The fixed ( default pod policy will not pull image each time) test is running on 4.9.4 build 7 : https://ocs4-jenkins-csb-odf-qe.apps.ocp-c1.prod.psi.redhat.com/job/qe-deploy-ocs-cluster/10676/ on 4.10.0 build 184: https://ocs4-jenkins-csb-odf-qe.apps.ocp-c1.prod.psi.redhat.com/job/qe-deploy-ocs-cluster/10677/ when the tests finish I'll update on the results comparison.

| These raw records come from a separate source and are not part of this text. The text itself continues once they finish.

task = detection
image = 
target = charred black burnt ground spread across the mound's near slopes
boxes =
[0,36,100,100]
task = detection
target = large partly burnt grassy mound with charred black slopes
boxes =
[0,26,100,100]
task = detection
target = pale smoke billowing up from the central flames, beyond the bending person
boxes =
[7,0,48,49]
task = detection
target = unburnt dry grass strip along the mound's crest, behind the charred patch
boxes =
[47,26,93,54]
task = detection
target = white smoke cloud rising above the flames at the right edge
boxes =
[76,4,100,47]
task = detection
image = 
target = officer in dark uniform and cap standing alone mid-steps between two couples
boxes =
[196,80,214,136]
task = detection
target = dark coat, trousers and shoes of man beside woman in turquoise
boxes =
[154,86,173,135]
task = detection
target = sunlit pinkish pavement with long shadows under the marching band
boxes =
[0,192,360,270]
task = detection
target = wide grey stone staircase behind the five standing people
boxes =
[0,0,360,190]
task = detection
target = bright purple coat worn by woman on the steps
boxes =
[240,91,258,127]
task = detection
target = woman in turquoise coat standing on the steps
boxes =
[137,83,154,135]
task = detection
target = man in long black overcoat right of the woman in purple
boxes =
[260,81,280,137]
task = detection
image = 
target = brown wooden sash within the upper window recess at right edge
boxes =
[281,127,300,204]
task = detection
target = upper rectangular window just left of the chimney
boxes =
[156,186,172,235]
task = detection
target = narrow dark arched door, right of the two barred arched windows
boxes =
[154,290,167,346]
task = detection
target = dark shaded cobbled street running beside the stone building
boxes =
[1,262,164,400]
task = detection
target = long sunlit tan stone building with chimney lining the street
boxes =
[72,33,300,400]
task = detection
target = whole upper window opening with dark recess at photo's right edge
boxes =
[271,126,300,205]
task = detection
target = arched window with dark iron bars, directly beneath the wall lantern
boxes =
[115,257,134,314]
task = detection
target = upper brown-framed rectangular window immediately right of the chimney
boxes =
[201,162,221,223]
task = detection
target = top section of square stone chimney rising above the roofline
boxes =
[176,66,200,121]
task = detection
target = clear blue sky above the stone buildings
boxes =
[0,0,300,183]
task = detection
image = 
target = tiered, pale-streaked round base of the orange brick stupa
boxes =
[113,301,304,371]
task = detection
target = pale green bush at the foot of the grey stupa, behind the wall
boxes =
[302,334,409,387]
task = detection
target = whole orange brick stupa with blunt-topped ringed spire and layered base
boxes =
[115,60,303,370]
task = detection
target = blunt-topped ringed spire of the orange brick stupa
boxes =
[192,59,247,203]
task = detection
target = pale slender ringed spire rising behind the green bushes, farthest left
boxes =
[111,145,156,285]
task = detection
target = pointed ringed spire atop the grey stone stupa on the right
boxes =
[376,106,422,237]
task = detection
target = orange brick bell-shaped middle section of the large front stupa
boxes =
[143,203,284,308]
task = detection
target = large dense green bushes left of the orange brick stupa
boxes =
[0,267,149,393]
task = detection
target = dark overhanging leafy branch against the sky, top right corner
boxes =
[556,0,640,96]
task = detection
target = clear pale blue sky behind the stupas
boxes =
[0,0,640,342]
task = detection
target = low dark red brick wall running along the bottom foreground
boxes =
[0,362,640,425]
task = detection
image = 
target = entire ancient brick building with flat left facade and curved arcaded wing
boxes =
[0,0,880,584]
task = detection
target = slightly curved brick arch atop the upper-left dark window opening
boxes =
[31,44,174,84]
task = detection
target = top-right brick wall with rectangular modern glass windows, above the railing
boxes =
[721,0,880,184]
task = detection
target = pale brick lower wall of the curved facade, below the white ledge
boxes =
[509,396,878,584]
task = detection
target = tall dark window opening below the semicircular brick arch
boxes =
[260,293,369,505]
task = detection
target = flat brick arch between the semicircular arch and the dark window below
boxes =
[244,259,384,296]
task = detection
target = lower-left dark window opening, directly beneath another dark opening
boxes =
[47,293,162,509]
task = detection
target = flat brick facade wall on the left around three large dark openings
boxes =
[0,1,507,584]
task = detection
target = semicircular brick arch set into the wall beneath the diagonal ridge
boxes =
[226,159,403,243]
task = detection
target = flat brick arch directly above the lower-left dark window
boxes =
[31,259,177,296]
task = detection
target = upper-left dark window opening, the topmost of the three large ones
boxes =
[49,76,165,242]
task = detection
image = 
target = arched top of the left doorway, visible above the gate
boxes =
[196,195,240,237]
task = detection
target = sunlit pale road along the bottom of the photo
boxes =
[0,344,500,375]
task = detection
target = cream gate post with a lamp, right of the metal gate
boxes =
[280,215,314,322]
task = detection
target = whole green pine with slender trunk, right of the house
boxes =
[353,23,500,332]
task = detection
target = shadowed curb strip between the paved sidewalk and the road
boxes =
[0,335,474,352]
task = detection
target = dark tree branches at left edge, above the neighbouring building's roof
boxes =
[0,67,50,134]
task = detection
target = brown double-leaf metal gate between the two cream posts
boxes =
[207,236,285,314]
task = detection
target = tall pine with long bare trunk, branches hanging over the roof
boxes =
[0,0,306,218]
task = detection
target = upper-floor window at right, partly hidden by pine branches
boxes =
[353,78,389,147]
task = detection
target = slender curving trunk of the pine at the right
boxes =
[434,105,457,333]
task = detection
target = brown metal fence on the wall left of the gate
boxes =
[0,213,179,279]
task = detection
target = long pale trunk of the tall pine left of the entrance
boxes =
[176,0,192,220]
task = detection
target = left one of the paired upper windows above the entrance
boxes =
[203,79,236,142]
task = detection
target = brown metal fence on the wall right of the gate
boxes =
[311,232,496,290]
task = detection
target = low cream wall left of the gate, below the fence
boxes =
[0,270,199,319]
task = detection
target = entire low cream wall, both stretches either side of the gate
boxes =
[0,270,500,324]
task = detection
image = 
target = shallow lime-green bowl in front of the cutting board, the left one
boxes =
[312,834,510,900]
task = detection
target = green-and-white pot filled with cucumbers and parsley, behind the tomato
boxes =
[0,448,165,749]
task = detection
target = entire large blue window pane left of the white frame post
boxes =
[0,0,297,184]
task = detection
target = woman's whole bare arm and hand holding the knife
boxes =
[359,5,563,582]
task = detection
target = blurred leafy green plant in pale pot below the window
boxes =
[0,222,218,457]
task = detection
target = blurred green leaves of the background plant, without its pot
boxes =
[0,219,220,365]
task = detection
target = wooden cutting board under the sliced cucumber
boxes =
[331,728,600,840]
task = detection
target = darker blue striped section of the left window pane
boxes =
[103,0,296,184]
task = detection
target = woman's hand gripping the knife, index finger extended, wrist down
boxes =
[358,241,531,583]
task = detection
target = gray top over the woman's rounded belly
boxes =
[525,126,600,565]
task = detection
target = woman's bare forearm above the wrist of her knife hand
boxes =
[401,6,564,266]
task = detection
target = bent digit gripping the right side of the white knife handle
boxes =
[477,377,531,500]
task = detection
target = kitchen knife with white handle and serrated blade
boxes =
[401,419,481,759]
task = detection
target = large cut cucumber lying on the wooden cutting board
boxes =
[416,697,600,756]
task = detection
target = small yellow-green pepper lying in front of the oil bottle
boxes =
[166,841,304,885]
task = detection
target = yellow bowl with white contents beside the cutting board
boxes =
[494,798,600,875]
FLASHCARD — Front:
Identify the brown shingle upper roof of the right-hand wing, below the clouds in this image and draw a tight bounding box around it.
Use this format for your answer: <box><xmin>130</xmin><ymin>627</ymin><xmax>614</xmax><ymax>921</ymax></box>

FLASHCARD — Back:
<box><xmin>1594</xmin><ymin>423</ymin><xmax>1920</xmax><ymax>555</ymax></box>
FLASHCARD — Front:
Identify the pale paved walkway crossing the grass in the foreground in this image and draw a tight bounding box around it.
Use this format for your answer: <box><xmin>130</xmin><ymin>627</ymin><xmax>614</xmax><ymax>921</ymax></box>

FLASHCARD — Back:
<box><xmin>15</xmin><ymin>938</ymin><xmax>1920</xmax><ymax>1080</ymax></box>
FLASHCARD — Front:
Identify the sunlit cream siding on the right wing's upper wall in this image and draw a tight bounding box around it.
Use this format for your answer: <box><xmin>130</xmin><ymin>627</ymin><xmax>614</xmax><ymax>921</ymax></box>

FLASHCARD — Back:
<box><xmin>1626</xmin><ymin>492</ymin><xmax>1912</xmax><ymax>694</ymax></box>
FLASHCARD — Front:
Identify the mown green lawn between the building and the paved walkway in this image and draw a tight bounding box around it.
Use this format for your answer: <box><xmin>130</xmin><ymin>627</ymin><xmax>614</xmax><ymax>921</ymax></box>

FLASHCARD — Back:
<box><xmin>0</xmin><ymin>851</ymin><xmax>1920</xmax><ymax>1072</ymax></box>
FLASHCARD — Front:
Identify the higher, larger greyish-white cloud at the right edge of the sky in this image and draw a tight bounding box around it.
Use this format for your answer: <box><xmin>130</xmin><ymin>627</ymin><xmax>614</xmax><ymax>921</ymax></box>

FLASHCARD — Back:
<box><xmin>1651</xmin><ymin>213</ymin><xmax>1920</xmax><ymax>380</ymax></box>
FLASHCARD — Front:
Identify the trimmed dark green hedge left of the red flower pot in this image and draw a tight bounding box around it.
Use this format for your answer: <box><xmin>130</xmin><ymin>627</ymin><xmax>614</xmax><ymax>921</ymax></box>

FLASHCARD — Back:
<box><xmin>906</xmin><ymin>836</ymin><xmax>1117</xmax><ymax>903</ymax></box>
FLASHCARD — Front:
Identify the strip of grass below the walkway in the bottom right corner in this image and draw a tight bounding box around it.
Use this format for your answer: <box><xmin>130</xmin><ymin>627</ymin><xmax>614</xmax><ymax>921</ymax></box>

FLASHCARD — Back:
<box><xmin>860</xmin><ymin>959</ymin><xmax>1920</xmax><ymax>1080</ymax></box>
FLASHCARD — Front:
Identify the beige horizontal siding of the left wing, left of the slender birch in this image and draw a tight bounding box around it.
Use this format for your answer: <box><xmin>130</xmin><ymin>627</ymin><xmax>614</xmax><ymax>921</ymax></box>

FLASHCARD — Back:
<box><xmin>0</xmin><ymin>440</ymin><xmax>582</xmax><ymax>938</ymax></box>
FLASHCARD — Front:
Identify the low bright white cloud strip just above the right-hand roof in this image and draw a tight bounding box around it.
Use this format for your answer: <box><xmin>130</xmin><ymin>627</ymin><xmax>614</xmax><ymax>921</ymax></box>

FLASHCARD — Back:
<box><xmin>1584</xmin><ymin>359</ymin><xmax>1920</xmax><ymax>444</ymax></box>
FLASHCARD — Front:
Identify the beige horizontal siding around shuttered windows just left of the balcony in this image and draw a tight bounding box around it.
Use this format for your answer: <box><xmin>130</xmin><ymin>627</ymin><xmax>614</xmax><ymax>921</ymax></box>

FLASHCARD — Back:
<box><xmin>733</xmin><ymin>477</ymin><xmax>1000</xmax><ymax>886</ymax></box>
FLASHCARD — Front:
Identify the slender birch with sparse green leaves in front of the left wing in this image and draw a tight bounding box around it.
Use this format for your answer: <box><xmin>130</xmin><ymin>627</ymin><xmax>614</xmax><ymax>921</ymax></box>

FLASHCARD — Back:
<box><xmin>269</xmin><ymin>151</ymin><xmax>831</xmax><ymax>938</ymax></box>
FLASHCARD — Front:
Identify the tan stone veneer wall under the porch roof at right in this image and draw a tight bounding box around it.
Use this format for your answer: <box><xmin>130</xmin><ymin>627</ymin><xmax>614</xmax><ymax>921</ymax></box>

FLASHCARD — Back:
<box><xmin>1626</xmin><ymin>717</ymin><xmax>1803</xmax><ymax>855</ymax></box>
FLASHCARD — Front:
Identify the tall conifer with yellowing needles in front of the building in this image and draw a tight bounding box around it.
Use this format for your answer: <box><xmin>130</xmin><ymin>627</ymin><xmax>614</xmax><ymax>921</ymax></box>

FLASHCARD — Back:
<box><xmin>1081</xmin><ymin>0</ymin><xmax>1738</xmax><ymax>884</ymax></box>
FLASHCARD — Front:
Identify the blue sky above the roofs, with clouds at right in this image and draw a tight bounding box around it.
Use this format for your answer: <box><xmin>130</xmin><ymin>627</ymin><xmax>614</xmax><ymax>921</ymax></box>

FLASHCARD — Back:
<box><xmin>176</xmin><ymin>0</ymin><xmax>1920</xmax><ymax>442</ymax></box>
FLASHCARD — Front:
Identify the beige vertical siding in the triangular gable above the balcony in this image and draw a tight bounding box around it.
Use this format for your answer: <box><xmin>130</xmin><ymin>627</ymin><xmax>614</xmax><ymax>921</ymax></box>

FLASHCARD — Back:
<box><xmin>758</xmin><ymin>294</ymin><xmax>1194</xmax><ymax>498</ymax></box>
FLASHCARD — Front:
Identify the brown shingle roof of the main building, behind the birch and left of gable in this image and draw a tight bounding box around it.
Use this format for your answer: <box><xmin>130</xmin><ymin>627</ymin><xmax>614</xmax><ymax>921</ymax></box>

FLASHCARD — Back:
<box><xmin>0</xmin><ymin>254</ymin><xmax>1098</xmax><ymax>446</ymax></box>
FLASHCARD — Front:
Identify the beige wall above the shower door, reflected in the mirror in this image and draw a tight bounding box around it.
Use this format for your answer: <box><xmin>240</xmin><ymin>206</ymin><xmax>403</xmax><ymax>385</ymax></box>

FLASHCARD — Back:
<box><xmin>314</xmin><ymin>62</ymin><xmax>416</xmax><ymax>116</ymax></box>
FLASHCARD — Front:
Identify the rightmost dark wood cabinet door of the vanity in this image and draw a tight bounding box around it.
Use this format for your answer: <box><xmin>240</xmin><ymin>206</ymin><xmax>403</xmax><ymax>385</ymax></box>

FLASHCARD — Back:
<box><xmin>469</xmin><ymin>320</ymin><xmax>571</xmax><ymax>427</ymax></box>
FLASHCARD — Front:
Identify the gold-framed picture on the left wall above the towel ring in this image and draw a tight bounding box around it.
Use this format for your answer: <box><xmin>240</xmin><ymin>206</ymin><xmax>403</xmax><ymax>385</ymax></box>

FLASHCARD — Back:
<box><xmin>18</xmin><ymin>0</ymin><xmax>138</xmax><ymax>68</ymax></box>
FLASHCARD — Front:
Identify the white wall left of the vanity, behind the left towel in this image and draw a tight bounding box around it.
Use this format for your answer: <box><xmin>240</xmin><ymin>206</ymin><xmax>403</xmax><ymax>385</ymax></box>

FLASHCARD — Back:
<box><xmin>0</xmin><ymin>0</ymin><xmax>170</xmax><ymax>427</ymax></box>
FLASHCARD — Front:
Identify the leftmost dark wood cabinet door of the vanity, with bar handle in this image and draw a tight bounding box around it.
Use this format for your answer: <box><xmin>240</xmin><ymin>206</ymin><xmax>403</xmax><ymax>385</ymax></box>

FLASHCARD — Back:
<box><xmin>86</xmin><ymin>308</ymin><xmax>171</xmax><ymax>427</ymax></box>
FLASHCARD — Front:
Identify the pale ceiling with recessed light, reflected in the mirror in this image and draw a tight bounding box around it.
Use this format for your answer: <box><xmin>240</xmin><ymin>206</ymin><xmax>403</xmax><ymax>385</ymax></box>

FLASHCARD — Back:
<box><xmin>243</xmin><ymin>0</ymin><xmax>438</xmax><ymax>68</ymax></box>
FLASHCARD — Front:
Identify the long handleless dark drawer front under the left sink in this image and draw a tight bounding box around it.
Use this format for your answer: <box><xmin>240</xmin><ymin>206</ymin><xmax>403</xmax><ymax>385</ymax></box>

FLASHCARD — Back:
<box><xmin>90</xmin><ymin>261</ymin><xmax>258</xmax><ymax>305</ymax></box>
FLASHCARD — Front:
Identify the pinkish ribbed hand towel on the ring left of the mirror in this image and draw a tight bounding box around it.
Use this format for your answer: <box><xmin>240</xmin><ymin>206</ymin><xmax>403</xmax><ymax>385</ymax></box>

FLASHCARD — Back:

The results of the fixed pod reattachtime tests are available at the Performance Dashboard at this link: http://ocsperf.ceph.redhat.com:8080/index.php?version1=17&build1=51&platform1=1&az_topology1=1&test_name%5B%5D=6&version2=14&build2=53&platform2=1&az_topology2=1&version3=&build3=&version4=&build4=&submit=Choose+options 4.9 Jenkins Job: https://ocs4-jenkins-csb-odf-qe.apps.ocp-c1.prod.psi.redhat.com/job/qe-deploy-ocs-cluster/10676/parameters/ 4.9 must gather: http://magna002.ceph.redhat.com/ocsci-jenkins/openshift-clusters/lr5-ypersky-9aws/lr5-ypersky-9aws_20220309T120256/logs/testcases_1646865587/ 4.10 Jenkins Job: https://ocs4-jenkins-csb-odf-qe.apps.ocp-c1.prod.psi.redhat.com/job/qe-deploy-ocs-cluster/10677/ 4.10 must gather: http://magna002.ceph.redhat.com/ocsci-jenkins/openshift-clusters/lr5-ypersky-10aws/lr5-ypersky-10aws_20220309T120401/logs/testcases_1646865624/ The measurements are the following : 4.9.4. build 7 CephFS Pod Reattach time for pod with ~850K : 308.219 sec 4.10.0 build 184 CephFS Pod Reattach time for pod with ~850K : 315.914 sec Both measures are higher than the measures taken during the previous run, but they do NOT show a degradation. Therefore I think we should close this BZ. PLease note that in general the pod reattach time measurements on 4.10 are high ( 315 seconds) if we compare it to the gp2 performance. But that's a different issue, not related to degradation in ODF and a separate BZ will be filed on that ( providing all the details).